After the proposal that went completely sideways, she didn't hear from him for several weeks. When he finally reached out, he said that he was "out of pocket for the rings. He'd bought us both the same one and gotten them engraved." The ring cost €1,450 (about $1,650). She asked him why he was telling her all this, and he told her that he wanted her to cover the cost of hers. Can you believe?!
This dude wanted his ex to cover the cost of the ring she never asked for and didn't want. "He'd hoped that I would say yes to the proposal, in which case he wouldn't have asked me to pay," she wrote, "but I said no. He'd also said I'd embarrassed him by saying no in public, and should have said yes, and if I was really against it waited to say no when we were alone." This guy is a real piece of work!
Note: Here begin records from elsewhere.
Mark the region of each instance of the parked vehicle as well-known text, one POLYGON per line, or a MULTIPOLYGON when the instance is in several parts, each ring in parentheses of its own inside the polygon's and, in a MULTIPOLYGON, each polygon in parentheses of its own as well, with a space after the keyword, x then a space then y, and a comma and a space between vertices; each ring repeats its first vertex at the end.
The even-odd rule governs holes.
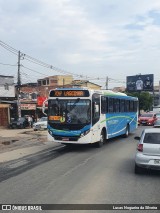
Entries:
POLYGON ((141 173, 144 168, 160 170, 160 131, 149 128, 142 132, 135 155, 135 173, 141 173))
POLYGON ((34 131, 47 129, 47 117, 42 117, 33 124, 34 131))
POLYGON ((9 127, 12 129, 16 129, 16 128, 23 129, 28 126, 29 126, 29 122, 26 117, 21 117, 18 119, 11 120, 11 123, 9 125, 9 127))
POLYGON ((138 123, 142 125, 153 126, 156 119, 157 118, 155 113, 148 112, 139 116, 138 123))
POLYGON ((156 113, 156 121, 154 122, 154 127, 160 127, 160 113, 156 113))

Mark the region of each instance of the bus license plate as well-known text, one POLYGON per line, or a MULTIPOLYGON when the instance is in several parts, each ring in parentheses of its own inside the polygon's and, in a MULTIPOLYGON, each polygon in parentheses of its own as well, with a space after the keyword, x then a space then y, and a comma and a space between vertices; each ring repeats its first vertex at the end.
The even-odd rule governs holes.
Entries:
POLYGON ((160 164, 160 160, 154 160, 155 164, 160 164))

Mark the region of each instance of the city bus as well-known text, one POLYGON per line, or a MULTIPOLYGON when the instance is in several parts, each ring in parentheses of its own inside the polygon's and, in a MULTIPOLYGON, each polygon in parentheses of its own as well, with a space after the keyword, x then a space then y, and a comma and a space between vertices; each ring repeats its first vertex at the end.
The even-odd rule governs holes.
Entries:
POLYGON ((62 144, 101 147, 138 126, 138 98, 110 90, 57 88, 49 93, 48 138, 62 144))

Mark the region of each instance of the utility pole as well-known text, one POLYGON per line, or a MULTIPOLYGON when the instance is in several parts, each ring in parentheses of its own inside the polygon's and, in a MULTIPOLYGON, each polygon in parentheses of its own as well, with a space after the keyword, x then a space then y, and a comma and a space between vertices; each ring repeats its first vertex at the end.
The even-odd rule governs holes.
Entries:
POLYGON ((160 107, 160 81, 159 81, 159 107, 160 107))
POLYGON ((21 74, 20 74, 20 60, 21 53, 18 52, 18 75, 17 75, 17 107, 18 107, 18 118, 21 117, 21 101, 20 101, 20 87, 21 87, 21 74))
POLYGON ((106 89, 108 89, 108 76, 106 77, 106 89))

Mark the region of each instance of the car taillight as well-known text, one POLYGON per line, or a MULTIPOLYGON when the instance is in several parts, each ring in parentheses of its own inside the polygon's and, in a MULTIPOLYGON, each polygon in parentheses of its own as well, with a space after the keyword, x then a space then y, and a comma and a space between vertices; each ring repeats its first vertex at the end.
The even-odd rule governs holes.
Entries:
POLYGON ((138 144, 137 150, 138 150, 139 152, 143 152, 143 144, 138 144))

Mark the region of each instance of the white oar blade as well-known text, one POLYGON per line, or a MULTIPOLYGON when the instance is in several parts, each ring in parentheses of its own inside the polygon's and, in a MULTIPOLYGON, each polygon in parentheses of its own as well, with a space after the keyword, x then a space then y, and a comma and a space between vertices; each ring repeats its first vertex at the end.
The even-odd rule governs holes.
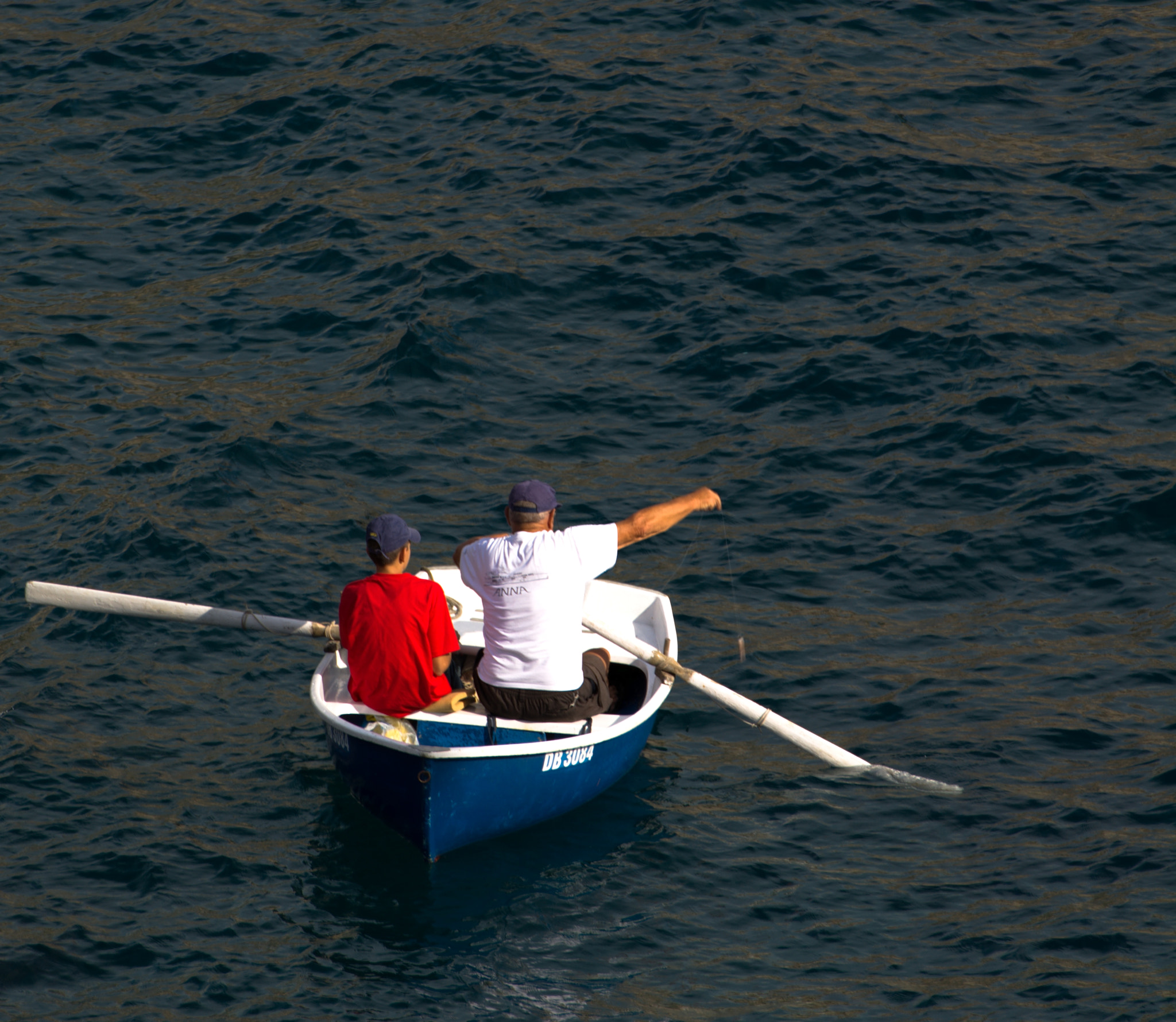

But it actually gets worse. He has now messaged this poor woman saying he's debating calling a lawyer to sue her for the cost of her ring and for the "emotional distress" of her public rejection. I guess the emotional distress he caused her by trying to trap her in a public proposal she clearly didn't want doesn't count here? I guess he's not at fault for this situation at all?
Masculinity is so fragile. Basically, this woman is being threatened with a lawsuit and wants to know if she needs to prepare, if he'd have a case at all.
The consensus was that this guy is just trying to threaten her with legal action and that if he did actually sue her, there's no way he would win. One commenter wrote that you cannot successfully sue someone for the cost of an engagement ring they didn't accept. That seems right because otherwise, there would probably be tons of lawsuits started by whiny men who didn't get the answer they wanted from a proposal.
It might be a different story, they said, if she had initially said yes and then privately said no. So it was actually for the best that she ran out of the restaurant and left him there with that big dumb look on his face. For the lawsuit, and for the incredible story she will have to tell at parties for years to come.